Victoria döneminde entelektüel bir kadının ahlaki değerler uğruna aşkı için mücadele etmesini anlatan bir romanın bir kadın tarafından yazılması alışıldık bir durum değildi. Eleştirmenler Charlotte Brontë'nin daha şiirsel bir dili olduğunu, buna karşın Emily Brontë'nin daha iyi bir yazar olduğunu söyler. Charlotte'un biyografisini yazan
Elizabeth Gaskell, Emily'i 'yabani ve içe kapanık' diye
tarif etmiş. Victoria döneminde kadın yazarların beğenilmediğini bilen kız kardeşler, şiirlerini Ellis (Emily), Currel (Charlotte), Acton (Anne) adıyla yani erkek isimleriyle yayımlamışlar.

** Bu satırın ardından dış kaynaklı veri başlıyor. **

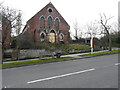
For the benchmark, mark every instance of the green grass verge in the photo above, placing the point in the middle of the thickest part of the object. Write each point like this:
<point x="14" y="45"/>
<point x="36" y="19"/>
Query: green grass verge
<point x="101" y="53"/>
<point x="18" y="63"/>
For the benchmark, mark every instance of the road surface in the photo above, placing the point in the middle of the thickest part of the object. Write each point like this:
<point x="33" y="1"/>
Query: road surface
<point x="95" y="72"/>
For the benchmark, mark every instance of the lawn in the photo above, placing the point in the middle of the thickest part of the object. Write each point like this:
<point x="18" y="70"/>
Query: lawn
<point x="18" y="63"/>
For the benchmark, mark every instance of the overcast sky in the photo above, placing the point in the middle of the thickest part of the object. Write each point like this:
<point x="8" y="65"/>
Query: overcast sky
<point x="84" y="11"/>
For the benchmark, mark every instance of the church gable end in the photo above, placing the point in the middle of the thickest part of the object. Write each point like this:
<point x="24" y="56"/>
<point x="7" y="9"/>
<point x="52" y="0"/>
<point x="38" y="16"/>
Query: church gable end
<point x="47" y="25"/>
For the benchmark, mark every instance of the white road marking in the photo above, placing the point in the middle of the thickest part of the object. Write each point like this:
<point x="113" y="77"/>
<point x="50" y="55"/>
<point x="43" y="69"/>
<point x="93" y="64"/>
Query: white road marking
<point x="117" y="64"/>
<point x="59" y="76"/>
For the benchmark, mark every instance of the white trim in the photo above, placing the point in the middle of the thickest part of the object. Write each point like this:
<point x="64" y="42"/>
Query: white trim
<point x="57" y="18"/>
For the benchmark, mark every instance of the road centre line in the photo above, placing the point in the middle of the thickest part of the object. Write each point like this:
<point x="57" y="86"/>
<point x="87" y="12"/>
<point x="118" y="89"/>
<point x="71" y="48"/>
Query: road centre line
<point x="59" y="76"/>
<point x="117" y="64"/>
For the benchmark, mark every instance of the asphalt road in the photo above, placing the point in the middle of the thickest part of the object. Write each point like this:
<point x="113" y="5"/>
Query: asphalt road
<point x="95" y="72"/>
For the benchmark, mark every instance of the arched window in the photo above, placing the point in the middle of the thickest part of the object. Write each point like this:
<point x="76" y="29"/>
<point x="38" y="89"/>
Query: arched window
<point x="61" y="36"/>
<point x="42" y="36"/>
<point x="49" y="21"/>
<point x="57" y="23"/>
<point x="42" y="22"/>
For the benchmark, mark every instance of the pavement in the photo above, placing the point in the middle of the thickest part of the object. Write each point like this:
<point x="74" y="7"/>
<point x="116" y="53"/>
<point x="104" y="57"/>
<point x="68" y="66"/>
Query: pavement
<point x="94" y="72"/>
<point x="70" y="55"/>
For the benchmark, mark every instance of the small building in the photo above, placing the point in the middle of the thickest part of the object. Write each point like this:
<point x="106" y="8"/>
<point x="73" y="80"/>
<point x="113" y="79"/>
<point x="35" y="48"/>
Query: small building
<point x="48" y="25"/>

Aralarında en dışa dönük yaşayan Charlotte olmuş anlaşılan. İlk romanı 1857'de yayımlanmış. Brüksel'de
öğretmenlik yapan bir
İngiliz mürebbiyenin öyküsünü anlatan 'Profesör' başta yayıncıların ilgisini çekmediği için Jane Eyre'nin başarısından sonra basılmış. Bu başarıda dönemin kraliçesi Victoria'nın baskıcı, kadını ezen tutumuna gösterilen tepkinin payı vardı kuşkusuz ama Charlotte Brontë'yi kalıcı kılan kardeşi Emily gibi aşkın tahrip eden hastalıklı yüzünü anlatmasıydı. Jane'in iç sesi kitapta şu cümleleri mırıldanır: "Bir kadının, içinde gizli,
yasak bir aşkın alevlenmesine izin vermesi de çılgınlıktır, çünkü böyle bir aşk ortaya çıkmazsa, karşılık görmezse kendisini besleyen kalbi kemirip bitirir; ortaya çıkar da karşılık alırsa insanı vahşi bataklıklara sürükler ki buradan da çıkış yoktur."

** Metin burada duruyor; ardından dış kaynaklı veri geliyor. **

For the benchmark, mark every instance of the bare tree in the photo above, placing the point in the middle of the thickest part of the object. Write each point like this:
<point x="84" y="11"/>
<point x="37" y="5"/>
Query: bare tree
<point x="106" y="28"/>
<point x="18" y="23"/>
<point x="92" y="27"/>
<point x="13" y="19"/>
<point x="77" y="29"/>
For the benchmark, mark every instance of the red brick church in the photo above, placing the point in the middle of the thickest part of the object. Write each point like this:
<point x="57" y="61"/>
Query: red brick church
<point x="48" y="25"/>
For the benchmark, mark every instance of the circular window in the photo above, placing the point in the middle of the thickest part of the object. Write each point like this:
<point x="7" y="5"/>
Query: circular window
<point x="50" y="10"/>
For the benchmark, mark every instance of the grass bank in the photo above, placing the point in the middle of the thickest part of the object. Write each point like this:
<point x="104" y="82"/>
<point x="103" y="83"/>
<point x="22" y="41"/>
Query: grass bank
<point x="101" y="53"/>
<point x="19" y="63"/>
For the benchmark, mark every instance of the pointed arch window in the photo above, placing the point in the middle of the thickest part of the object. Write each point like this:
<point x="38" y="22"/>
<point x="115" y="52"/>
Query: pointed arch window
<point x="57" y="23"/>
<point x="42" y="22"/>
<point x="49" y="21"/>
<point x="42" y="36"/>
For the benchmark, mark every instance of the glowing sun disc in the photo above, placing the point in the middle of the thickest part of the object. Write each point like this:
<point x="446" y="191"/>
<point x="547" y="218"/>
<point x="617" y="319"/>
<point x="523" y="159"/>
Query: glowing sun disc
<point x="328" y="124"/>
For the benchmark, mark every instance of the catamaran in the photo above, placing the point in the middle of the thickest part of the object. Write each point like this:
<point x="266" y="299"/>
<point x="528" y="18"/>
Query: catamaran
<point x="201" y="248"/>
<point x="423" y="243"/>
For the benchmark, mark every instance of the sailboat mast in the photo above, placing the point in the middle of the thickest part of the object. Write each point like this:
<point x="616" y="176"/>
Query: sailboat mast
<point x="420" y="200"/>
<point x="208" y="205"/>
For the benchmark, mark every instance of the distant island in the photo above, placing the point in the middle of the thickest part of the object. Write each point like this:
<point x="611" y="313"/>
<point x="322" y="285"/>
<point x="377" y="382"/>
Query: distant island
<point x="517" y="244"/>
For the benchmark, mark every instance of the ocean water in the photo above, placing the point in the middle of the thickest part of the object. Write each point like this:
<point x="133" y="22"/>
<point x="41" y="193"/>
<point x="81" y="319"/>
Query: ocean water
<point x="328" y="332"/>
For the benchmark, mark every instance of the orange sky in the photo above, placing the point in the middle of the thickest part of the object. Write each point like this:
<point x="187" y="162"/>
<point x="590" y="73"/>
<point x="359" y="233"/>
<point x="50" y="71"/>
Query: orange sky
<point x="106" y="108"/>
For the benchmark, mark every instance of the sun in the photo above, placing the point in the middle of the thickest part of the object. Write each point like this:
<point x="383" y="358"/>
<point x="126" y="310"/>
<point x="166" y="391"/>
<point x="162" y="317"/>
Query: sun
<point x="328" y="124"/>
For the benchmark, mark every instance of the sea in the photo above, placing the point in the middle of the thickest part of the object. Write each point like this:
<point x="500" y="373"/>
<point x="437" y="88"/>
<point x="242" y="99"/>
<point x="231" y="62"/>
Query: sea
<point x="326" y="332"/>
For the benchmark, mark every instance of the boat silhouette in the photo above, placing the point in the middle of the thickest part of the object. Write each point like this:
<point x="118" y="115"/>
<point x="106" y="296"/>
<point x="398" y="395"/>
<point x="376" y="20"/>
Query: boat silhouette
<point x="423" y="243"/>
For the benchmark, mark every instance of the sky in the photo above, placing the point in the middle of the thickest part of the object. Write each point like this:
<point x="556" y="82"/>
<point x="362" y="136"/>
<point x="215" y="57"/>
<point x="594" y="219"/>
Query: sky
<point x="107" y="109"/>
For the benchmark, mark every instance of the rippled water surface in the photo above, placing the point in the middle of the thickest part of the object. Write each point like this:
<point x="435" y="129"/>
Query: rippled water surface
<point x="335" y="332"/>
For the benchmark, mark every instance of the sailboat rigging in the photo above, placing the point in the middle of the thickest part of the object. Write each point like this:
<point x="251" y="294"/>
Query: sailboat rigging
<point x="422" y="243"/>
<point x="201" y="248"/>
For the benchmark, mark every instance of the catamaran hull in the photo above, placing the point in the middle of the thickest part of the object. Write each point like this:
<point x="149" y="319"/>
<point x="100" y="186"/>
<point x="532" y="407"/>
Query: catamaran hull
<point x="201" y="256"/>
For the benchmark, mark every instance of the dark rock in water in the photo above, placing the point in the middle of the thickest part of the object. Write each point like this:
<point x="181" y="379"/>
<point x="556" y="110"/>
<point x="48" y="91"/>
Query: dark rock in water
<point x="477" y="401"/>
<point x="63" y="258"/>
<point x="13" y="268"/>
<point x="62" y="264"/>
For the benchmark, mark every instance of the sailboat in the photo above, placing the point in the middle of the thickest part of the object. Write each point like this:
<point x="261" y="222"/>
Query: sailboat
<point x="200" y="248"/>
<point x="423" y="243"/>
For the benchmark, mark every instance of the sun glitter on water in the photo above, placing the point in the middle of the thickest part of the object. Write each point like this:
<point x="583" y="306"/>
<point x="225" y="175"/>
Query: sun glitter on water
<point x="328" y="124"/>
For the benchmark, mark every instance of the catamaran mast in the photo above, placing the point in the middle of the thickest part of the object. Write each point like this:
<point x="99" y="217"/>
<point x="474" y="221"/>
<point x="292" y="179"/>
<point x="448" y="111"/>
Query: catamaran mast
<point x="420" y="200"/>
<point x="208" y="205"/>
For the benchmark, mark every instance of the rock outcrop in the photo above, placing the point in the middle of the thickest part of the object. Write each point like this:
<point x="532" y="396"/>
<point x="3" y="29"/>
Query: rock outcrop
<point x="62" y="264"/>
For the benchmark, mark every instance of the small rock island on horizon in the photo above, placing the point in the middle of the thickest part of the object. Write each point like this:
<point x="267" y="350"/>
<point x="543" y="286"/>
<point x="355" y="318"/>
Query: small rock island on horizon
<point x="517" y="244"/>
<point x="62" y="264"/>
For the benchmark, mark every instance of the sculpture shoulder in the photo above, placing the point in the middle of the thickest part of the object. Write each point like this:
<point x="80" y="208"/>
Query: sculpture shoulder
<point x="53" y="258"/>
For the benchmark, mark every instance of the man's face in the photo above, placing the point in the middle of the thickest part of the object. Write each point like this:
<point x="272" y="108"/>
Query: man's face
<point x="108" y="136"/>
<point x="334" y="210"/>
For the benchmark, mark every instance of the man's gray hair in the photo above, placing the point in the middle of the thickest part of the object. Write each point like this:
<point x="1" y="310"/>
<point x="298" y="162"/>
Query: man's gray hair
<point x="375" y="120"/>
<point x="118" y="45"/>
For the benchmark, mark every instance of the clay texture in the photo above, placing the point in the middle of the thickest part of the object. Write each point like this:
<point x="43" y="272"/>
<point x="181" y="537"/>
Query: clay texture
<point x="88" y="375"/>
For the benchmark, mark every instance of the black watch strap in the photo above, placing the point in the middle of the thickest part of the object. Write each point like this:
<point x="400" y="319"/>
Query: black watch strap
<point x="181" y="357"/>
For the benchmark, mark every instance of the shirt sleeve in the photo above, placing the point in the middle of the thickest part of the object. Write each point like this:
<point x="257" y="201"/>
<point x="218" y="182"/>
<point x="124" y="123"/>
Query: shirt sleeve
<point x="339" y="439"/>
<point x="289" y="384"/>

Jane Eyre, malum 'mutlu sonla' biter. Ama o mutluluğun gerisindeki güzelliği, zenginliğin, soyluluğun görünmeyen yüzünü anlattı. Acıyı, karşılıksız aşkı, utancı, inancı, evliliği, önyargıyı döneminde hiç kimsenin yapamadığı gibi sorguladı. Bunun için hâlâ aramızda.